Son collègue à la Défense, Gérard Longuet, avait de son côté affirmé, également devant l'Assemblée, que les proches de Laurent Gbagbo pourraient être accueillis par d'autres pays africains.

Dernières heures

Le régime de Laurent Gbagbo vit en tout cas ses dernières heures. La résidence du président ivoirien sortant, à Abidjan, a été attaquée mardi par les combattants de son rival Alassane Ouattara et le chef de son armée affirme avoir « arrêté les combats » et demandé un cessez-le-feu.

Après des jours de combats à l'arme lourde qui ont fait des «dizaines de morts» à Abidjan selon l'ONU, et une sanglante crise post-électorale de quatre mois, les armes s'étaient tues dans la métropole ivoirienne, mais les habitants restaient suspendus à l'annonce de la fin de l'ère Gbagbo.

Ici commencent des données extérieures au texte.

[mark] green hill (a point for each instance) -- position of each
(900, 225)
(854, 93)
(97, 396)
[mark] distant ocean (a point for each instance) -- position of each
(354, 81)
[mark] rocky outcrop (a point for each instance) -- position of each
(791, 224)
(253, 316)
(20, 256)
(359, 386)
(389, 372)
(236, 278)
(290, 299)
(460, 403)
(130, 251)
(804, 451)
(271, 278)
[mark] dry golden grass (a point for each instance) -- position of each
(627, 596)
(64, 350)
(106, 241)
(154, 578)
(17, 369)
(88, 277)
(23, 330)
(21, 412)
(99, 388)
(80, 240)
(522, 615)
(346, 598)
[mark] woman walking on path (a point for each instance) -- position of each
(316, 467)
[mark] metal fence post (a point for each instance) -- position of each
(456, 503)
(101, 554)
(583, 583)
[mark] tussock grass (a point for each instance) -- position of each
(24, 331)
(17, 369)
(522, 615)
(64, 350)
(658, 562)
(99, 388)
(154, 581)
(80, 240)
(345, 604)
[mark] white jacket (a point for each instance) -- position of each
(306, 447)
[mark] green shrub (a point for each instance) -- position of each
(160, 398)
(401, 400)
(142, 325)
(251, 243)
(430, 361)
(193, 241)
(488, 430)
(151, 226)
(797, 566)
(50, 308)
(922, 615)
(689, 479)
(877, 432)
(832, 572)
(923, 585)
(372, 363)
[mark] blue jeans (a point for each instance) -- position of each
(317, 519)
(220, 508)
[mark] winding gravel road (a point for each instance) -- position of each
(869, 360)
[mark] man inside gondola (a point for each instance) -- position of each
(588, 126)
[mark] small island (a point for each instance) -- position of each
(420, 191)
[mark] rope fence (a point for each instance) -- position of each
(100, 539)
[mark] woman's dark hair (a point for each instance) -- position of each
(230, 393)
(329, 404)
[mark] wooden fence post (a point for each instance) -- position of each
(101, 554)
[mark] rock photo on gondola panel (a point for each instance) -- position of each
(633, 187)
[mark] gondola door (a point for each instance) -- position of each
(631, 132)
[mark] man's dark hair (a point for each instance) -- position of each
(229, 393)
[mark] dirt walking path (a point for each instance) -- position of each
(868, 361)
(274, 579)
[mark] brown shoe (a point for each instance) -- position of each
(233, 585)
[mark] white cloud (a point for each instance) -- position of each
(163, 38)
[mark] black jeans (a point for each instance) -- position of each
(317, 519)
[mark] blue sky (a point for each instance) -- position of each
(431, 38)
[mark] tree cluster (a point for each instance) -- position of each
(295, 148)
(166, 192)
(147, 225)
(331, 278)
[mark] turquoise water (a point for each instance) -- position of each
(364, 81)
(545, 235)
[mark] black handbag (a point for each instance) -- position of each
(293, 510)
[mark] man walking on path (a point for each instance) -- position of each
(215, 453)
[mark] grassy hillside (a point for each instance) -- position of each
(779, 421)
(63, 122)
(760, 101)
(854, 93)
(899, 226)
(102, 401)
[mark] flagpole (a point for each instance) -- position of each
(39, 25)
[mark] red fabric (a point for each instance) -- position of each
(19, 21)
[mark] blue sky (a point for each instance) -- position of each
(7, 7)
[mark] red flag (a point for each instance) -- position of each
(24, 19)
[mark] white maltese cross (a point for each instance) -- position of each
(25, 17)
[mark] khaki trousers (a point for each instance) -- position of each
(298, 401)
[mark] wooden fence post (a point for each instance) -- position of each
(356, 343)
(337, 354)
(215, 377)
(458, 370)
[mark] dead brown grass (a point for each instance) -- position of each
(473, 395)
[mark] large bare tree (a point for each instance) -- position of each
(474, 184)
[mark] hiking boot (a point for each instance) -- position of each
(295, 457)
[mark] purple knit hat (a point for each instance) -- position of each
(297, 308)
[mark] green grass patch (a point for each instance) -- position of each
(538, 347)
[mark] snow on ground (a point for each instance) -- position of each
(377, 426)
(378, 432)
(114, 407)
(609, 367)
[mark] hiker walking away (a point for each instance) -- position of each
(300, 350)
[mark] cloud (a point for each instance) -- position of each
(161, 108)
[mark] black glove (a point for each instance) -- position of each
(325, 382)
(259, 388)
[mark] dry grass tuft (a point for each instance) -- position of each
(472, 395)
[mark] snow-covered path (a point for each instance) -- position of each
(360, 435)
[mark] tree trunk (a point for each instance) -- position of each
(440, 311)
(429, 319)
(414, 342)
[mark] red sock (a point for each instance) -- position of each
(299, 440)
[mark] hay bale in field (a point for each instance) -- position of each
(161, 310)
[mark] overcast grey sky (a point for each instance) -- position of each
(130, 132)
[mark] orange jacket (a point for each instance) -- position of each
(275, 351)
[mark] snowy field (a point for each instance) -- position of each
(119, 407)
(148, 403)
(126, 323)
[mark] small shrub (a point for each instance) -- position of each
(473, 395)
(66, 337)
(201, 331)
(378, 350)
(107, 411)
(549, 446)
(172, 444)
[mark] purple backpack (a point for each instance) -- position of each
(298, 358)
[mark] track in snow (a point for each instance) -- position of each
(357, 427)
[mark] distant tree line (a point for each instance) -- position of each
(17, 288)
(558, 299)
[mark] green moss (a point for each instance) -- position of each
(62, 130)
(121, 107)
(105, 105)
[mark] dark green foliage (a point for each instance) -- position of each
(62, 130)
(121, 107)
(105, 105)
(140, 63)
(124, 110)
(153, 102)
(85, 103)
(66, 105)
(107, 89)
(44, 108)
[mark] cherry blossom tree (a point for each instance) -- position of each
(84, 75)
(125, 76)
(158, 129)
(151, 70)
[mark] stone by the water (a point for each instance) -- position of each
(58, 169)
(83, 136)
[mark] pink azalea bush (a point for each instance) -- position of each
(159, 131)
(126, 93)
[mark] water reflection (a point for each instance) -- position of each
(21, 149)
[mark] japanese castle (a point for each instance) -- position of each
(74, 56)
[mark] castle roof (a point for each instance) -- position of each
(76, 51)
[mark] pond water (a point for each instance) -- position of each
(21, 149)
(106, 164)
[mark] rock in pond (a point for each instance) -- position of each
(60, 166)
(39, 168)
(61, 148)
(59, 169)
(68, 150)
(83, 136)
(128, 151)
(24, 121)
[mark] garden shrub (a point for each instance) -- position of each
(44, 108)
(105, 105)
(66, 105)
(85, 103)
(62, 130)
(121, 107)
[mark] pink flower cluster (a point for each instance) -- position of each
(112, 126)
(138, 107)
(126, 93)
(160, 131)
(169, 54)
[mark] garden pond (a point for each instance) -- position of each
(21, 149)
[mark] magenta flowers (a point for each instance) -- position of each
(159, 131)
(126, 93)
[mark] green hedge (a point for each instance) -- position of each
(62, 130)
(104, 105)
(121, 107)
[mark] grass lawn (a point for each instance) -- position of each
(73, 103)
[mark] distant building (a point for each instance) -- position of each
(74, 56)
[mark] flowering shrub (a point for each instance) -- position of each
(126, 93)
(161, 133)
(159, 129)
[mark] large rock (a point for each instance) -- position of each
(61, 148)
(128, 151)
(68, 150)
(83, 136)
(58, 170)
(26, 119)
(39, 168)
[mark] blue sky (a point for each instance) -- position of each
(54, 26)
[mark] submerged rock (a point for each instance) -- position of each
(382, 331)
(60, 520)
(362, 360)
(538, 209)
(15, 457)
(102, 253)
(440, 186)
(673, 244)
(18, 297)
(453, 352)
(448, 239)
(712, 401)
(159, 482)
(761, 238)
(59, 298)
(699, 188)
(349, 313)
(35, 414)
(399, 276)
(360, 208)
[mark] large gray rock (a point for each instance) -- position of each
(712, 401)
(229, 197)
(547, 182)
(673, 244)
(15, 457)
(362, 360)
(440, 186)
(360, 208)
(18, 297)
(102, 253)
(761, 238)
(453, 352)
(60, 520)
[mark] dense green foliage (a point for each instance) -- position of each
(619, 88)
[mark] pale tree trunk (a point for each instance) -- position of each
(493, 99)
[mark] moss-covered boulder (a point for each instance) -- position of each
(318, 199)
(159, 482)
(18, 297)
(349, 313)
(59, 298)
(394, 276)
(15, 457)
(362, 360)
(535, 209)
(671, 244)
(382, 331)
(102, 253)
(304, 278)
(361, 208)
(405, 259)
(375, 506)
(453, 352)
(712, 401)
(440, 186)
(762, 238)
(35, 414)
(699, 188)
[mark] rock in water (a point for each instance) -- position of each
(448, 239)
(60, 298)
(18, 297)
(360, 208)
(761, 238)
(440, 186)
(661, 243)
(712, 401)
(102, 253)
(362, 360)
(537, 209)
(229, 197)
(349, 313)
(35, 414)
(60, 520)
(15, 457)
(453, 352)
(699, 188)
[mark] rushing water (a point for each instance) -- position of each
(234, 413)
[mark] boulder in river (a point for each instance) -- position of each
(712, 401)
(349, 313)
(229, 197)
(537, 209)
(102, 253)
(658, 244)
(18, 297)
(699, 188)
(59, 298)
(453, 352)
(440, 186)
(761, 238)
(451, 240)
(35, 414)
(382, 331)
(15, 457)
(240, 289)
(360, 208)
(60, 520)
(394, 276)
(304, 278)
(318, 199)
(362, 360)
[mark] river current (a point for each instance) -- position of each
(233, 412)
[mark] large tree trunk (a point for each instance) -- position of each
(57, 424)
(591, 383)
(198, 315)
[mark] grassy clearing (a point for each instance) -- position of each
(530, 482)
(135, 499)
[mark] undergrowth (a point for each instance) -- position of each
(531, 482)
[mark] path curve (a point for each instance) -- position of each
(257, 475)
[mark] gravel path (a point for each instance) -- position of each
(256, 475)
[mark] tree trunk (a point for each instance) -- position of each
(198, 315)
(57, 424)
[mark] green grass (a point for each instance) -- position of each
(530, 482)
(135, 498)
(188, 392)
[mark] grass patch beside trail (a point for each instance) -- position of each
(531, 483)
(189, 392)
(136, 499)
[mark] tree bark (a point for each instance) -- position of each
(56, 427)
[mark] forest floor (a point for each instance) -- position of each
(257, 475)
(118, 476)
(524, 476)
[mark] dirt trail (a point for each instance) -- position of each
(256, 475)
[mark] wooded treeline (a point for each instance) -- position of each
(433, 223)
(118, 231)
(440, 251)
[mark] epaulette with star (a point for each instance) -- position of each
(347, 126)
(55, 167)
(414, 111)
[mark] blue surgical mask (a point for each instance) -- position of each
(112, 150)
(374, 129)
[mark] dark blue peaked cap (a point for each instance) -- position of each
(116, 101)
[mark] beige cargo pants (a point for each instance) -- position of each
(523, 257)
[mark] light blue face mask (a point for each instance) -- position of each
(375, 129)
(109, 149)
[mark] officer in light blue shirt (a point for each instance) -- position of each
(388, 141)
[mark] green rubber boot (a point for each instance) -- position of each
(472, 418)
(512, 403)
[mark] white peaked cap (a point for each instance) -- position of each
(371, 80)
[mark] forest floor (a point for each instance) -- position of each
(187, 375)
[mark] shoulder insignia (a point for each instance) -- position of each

«Retranché» d'après les Nations unies dans un «bunker» au sous-sol de sa résidence, autour de laquelle avaient convergé les combattants du président reconnu par la communauté internationale Alassane Ouattara, Laurent Gbagbo négociait les conditions de son départ.

Le président américain Barack Obama a appelé l'ex-homme fort d'Abidjan à «démissionner immédiatement», soutenant «fermement» les frappes de l'ONU et de la France lundi sur ses derniers bastions.

Ces bombardements sur l'armement lourd des forces pro-Gbagbo avaient précipité l'effondrement de son régime, après plus d'une décennie de pouvoir et huit jours d'une offensive éclair des forces pro-Ouattara, venues du Nord.

Ministre des Affaires étrangères de M. Gbagbo et proche parmi les proches, Alcide Djédjé jouait un rôle-clé dans l'épilogue en cours.

Il s'est rendu chez l'ambassadeur de France, dont la résidence jouxte celle de M. Gbagbo, pour négocier un cessez-le-feu «à la demande», selon lui, du sortant.

Le chef d'état-major de l'armée loyale à M. Gbagbo, le général Philippe Mangou, a peu après déclaré à l'AFP que ses troupes avaient «demandé au général commandant (la mission onusienne) Onuci un cessez-le-feu». «Nous avons arrêté les combats», a-t-il ajouté.

L'ex-opposant au «père de la Nation» Félix Houphouët-Boigny, devenu président en 2000 lors d'un scrutin déjà contesté, n'a jamais reconnu sa défaite à la présidentielle du 28 novembre 2010, un vote pourtant certifié par l'ONU. Il avait toujours refusé d'abdiquer ou de partir en exil.

Chaos

Mais la résistance acharnée de ses troupes à Abidjan, qui comptait avant la crise environ 5 millions d'habitants, a plongé la ville dans le chaos.

Le Haut commissariat de l'ONU aux droits de l'homme a fait état de «dizaines de morts» ces derniers jours dans des combats à l'arme lourde.

«La situation humanitaire s'est encore détériorée et est devenue absolument dramatique à Abidjan», pour le Bureau de coordination des Affaires humanitaires des Nations unies.

Le président en exercice de l'Union africaine, le chef de l'Etat équato-guinéen Teodoro Obiang Nguema, a condamné l'intervention de l'ONU et de la France. La Russie, membre permanent du Conseil de sécurité, a dit «étudier la légalité» de ces frappes.